Está prevista no Orçamento de Estado para este ano uma operação de alienação de bens imóveis do Estado, tendo em vista, entre outros aspectos, a contribuição para manter o défice público nos limites estabelecidos no Pacto de Estabilidade e Crescimento.
Neste sentido, foram iniciadas ainda pelo anterior Governo as diligências conducentes àquela operação.
Ao longo do processo de desenho da operação e da escolha dos operadores, o Ministério das Finanças equacionou, sempre, duas possibilidades para realizar as respectivas receitas:
1. A sua venda, passando os serviços utilizadores a arrendatários;
2. Ou a cessão temporária do direito de exploração económica dos activos, finda a qual o Estado retoma a plenitude da propriedade destes imóveis.

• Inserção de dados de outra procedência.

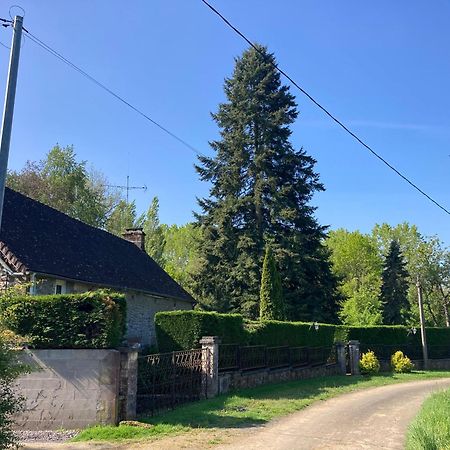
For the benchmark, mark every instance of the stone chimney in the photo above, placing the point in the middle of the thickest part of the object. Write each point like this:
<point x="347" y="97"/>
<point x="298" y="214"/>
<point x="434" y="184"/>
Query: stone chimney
<point x="136" y="236"/>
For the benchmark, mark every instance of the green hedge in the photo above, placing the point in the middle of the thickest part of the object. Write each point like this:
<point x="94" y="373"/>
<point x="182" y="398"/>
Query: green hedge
<point x="182" y="330"/>
<point x="90" y="320"/>
<point x="293" y="334"/>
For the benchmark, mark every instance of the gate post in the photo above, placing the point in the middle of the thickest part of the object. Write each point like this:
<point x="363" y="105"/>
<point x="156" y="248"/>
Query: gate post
<point x="128" y="383"/>
<point x="210" y="364"/>
<point x="353" y="349"/>
<point x="341" y="357"/>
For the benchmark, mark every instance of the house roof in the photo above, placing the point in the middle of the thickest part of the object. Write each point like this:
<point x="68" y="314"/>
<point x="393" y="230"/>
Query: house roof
<point x="37" y="238"/>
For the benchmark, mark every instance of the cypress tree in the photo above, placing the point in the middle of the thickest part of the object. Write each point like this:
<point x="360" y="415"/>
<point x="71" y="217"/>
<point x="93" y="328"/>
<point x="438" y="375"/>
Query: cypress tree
<point x="394" y="290"/>
<point x="260" y="192"/>
<point x="271" y="296"/>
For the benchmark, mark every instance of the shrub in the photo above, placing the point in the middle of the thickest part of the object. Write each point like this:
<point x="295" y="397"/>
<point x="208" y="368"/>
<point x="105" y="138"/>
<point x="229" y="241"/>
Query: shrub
<point x="369" y="363"/>
<point x="89" y="320"/>
<point x="401" y="363"/>
<point x="182" y="330"/>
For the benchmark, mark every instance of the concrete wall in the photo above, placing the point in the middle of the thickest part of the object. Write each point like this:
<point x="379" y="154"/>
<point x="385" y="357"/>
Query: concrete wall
<point x="69" y="389"/>
<point x="239" y="379"/>
<point x="141" y="310"/>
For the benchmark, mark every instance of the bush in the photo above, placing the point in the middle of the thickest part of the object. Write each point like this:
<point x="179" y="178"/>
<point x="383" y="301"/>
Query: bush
<point x="369" y="363"/>
<point x="401" y="363"/>
<point x="182" y="330"/>
<point x="89" y="320"/>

Neste sentido foi aprovada a legislação necessária, bem como uma Resolução do Conselho de Ministros, em 25 de Novembro que “autoriza a alienação ou a constituição de outros direitos reais ou obrigacionais sobre os bens imóveis pertencentes ao património próprio de institutos públicos constantes de listagem anexa à Resolução”, entretanto já publicada a semana passada.
Tendo-se sempre mantido em aberto as duas alternativas acima citadas (em exclusivo ou combinadamente), e tomando em atenção a necessidade de a operação estar concluída até ao final de Dezembro, o Ministro das Finanças e da Administração Pública escreveu aos Senhores Ministros que tutelam os 18 Institutos em causa, e foram informados os Conselhos Directivos no sentido de assegurar os necessários procedimentos formais.
Recorde-se que o património dos Institutos Públicos pertence ao Estado.
Já depois do envio daquelas cartas, o Governo passou à condição de Governo de gestão.
Não obstante esta operação estar prevista no OE/04, a nova situação do Governo levou o Ministro das Finanças e da Administração Pública a propor ao Senhor Primeiro Ministro e ao Conselho de Ministros que se deixasse de considerar a opção pela venda dos bens imóveis por razões de ética política e se decidisse privilegiar a operação do tipo de cessão temporária e locação operacional (hipótese 2. supra), cujos detalhes estão em vias de conclusão.
Esta decisão, que não implica alienações patrimoniais por um Governo de gestão, apresenta um mais elevado grau de flexibilidade contratual tendo em conta a formação de um novo Governo Constitucional a sair das próximas eleições gerais.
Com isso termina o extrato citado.